My first year with 339, I went into build season with virtually no programming experience - just a tiny bit of experimentation with VB. The first time I walked into a meeting, the programming mentor intercepted me and asked, "programming and electronics?" I said yeah, that sounds interesting, and ended up on the programming team. That season, I didn't do much coding at all. In fact, I didn't write anything myself; just added debug statements and changed constants in others' code. I recommended a few algorithms for autonomous, but other members and mentors took care of the actual implementation because I didn't have the knowledge to do it myself. That year, I picked up some of the general concepts of programming but didn't fully understand everything I was doing; this lead to, for example, me being confused about the difference between preprocessor macros and global variables.
The next year, my second in FIRST, I was more capable. Halfway through that build season, I wrote my first complete function - in Notepad, no less - an algorithm that used a gyro sensor to keep the robot moving forward along a straight path. It didn't work at all initially, but I kept tweaking it and working on it (without mentor assistance), and eventually made it work so well, we failed to notice when one of our CIMs burnt out because the software corrected for it perfectly.
That Summer was the last one before we switched to the new control system, and my mentor wanted us to prepare for the change, so I learned C++ and we discussed how we would design the program once the new control system became available.

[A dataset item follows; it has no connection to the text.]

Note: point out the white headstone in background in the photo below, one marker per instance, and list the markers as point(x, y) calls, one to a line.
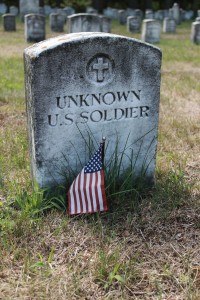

This is where I really made the jump to a self-teaching programmer. I loved the concept of object-oriented programming and became an expert in C++, to the point that my mentor wanted me to "dumb down" my code so that new students could better understand it. I was using templates, multiple inheritance, functors, and who knows what else. He also explained to me how compilers and programming in general work, so I began to understand the purpose of the constructs I was dealing with. We even went into optimization for a bit.
In 2009, my senior year with 339, I wrote the majority of the robot code from scratch. Looking back, it's amazing how quickly I jumped from not knowing anything about programming to being a self-motivated expert in the subject.